Aramark is a U.S. multinational food service corporation which also runs food services at Carleton University.
Aramark representatives met with the school’s students’ union (MUNSU) members March 27 to discuss matters relating to immediate health and safety concerns.
“Their response to us was that they took full responsibility for the immediate health and safety issues,” said Robert Leamon, executive director of campaigns for MUNSU.
Images posted on MUN Dining Services’ Facebook page throughout the past two years show plastic found in soup, a moulding lemon found with oysters, raw pork chops, and a dead fly in a taco.
The most recent photo to spark online controversy was the raw pork chop.

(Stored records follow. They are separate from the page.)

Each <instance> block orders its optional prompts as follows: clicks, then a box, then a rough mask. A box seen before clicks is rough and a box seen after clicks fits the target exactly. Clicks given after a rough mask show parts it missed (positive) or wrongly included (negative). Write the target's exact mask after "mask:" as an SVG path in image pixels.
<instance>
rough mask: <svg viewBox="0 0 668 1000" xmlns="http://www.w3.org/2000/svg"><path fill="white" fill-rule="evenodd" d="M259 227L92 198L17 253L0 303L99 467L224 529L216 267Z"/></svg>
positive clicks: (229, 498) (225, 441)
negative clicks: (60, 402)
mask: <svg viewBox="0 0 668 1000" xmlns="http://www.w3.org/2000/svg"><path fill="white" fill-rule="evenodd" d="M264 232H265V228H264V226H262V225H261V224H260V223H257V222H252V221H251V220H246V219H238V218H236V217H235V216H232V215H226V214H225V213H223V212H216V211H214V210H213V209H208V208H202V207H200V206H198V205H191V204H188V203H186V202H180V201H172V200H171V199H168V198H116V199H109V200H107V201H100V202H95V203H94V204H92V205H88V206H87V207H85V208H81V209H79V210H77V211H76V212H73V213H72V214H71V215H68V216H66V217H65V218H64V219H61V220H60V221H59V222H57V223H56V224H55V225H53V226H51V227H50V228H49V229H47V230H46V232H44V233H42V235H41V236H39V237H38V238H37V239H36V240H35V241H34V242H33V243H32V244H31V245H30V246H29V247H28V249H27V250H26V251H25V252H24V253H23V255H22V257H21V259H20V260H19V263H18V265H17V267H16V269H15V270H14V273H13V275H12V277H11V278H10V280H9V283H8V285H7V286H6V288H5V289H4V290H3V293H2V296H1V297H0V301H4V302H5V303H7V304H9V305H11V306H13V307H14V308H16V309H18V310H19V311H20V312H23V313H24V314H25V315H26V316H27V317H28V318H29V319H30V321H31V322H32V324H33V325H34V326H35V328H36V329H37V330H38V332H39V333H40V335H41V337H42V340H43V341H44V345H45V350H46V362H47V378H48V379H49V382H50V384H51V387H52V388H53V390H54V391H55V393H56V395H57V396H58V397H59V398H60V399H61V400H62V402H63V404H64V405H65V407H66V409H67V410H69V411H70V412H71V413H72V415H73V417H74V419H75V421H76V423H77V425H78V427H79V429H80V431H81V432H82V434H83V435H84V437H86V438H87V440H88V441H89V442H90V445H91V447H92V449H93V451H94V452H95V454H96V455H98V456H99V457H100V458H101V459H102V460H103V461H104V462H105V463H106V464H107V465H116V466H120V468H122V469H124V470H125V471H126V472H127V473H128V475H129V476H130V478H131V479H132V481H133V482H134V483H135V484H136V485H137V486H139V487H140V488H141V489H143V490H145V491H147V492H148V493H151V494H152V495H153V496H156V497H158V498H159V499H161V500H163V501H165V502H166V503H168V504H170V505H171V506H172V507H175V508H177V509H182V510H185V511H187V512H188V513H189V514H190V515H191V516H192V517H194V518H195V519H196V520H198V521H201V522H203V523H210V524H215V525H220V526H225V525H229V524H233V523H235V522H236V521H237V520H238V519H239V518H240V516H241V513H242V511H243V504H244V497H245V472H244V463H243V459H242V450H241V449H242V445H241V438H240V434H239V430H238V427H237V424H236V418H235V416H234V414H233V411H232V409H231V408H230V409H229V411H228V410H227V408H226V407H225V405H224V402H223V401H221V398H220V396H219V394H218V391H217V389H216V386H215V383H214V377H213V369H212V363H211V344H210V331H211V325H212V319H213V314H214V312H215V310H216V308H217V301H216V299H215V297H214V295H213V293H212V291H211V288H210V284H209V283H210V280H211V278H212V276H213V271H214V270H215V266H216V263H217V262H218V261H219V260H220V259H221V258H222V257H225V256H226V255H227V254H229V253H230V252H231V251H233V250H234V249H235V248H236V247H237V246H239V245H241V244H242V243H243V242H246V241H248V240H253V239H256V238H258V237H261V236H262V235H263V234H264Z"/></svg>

MUNSU started a social media campaign titled #StopAramark criticizing the company that runs food services at schools and prisons across North America.
There is also a petition on change.org demanding better health and safety standards.
As a result of recent uproar on social media, new measures attending to food quality at MUN’s cafeteria are being implemented.
“Over the past few days, a thorough food safety assessment has taken place, including daily food quality tests, and we requested an additional food safety inspection from the province,” the university said in a statement March 26.
Aramark will also bring in a third-party company to audit health and safety protocols and bring in senior leadership to review menu and food service procedures, according to the statement.
Katie Power, a second-year MUN student who eats at the cafeteria twice a day, tweeted a photo of a dead fly found in her friend’s meal Feb. 27.
She said her experience with MUN’s cafeteria has been steadily declining throughout the year, but since outrage at the school over the online images climaxed recently, Aramark has maintained rigorous food inspection protocols.
“This situation has been a wakeup call for them,” Power said. “They are obviously trying to make a change. Whether that’s to fix the image of them that’s being created, or because they actually care about the health and safety about the employees and the students, at least they are changing.”
Power said students, the school, and Aramark have all reacted promptly and thoroughly.
David Van Dyk, district manager for Carleton University’s Dining Services, said in an email Aramark conducts “extensive inspections regularly, and use the results to address any issues.”
Van Dyk said cafeteria supervisors maintain time and temperature logs, check equipment, and as an added measure, when necessary, “utilize a third-party auditor to ensure our locations meet our high safety and sanitation standards.”
MUNSU’s #StopAramark campaign also addresses issues relating to the university’s mandatory meal plan and privatization of dining services across Canada.
Leamon said students at a town hall meeting held March 25 were upset over the mandatory meal plan’s financial strain.
“There’s no opt-out mechanism,” Leamon said. “The financial stress of students is also starting to pile up . . . we’re still seeing students forced into debt.”
Daniel Henderson, a second-year kinesiology student who eats at MUN’s cafeteria twice a day, said he was satisfied with food services but thinks the mandatory meal plan should go.
“To be paying so much for something of that quality is a bit ridiculous,” he said.